Firinn opens the computer file of those banished since Linkup's debut four years ago. He jokes that the number has decreased as "the low-hanging rotting fruit" are weeded out. A sentence-long explanation is tagged to each profile along with the user's e-mail, phone number, and IP address. Of the 3,000 who have left, nearly 60 percent delete themselves. The rest, well, ahem:

"This is borderline, but this is a narcissistic profile," Firinn says, intoning a breathy voice to read, "'I am and always will be an artist at heart.'" He asks, "Are you interested in sports? In music? We didn't ask for a mini biography, you know.

"Oh, here's a guy — two no-show flake factors, his rating was down to 46 percent, and then he had a picture of himself from the back," he continues. "I mean, that's an antisocial pattern right there! You're not showing up, and then you've got a picture of the back of your head?"

Firinn pauses and stares at you, like, don't you see a problem with this?

"Maybe he's trying to be artistic?" you offer.

"Maaaaybe," Firinn says. "Well, maybe he just doesn't fit."

End of discussion, and off go others without discussion, either: the guy who listed his name as "Chrisanova" and his job as "foofy evil-doer." (No fake profiles.) A guy selling boxes. (Spam is not allowed.) The entire women's field hockey group that was too cliquish. The guy who used "kissmyass" in his password. (Firinn has programmed his software to alert him every time people write an obscenity or a competing Web social group's name.) The guy who listed in his interests, "I don't like [to] stay at home. sex, and alcohol, and, sex, again." ("Forget it!" Firinn says: Cruising is not allowed.) The guy who was e-mailing members to look for a harpsichordist for his chamber orchestra. (Firinn says if you want to message strangers, go to MySpace.)

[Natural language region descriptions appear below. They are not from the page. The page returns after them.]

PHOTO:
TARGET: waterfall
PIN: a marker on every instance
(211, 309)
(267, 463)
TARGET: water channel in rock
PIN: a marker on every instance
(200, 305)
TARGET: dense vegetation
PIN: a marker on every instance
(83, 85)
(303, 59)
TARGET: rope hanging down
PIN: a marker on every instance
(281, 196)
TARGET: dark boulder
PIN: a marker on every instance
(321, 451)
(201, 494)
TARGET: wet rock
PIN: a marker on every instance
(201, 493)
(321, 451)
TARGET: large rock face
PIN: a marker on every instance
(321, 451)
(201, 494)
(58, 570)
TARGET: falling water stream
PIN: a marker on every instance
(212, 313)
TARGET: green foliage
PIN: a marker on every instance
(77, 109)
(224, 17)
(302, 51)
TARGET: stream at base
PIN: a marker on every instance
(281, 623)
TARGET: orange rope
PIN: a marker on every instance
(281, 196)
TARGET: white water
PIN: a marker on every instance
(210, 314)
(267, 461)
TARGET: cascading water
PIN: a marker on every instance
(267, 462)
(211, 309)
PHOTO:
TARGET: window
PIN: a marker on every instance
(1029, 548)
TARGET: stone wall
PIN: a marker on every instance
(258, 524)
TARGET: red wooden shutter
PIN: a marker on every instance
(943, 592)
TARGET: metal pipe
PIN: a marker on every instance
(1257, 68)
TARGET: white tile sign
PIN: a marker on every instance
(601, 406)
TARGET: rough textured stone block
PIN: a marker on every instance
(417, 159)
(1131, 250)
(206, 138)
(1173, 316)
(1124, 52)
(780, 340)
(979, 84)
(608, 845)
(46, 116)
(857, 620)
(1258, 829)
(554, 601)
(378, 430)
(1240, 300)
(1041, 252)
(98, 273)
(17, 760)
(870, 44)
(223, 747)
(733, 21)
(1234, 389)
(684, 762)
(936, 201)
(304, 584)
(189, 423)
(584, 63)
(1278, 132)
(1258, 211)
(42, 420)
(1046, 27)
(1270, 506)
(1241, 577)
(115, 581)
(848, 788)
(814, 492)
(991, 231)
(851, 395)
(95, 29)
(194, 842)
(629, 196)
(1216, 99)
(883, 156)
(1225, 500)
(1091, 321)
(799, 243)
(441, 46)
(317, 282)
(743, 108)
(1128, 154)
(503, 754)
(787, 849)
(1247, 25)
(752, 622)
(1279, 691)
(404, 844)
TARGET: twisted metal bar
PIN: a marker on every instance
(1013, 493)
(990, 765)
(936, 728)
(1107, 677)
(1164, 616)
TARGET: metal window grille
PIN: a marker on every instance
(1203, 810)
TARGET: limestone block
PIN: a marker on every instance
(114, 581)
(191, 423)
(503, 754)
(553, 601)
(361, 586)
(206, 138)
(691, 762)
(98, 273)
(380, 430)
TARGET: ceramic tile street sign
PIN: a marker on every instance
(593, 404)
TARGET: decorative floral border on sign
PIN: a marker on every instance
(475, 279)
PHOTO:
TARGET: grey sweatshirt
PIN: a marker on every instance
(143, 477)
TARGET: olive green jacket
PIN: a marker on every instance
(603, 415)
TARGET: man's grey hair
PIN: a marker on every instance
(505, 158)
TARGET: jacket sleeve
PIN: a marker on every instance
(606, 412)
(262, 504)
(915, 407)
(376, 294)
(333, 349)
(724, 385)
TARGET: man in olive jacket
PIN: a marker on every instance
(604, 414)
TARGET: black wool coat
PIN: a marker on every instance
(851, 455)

Firinn seems amused to revisit the old troublemakers, yet he says playing policeman is the most depressing part of his job: "You're just reminded of all the shitty little things people do," he says. "For me, the programming is not only easy, but a total joy. But people can be so wonderful and people can be such a pain in the ass."

To begin to understand Firinn Taisdeal, to understand why he wants to be "the good parent I never had" for a group of people who agree to be courteous to one another, you have to go way back and way across the country to Westport, Connecticut, when Firinn was not even Firinn yet, but James Henry Cunniff II.

Firinn holds back details, but life in the Cunniff household was apparently volatile. Recovering-alcoholic mother, codependent father, and lies-that-keep-the-family-safe-from-the-truth bad. All were brutal to each other with impunity, he says. Firinn adds he was the family's black sheep, forcing conversations on the subjects no one would talk about.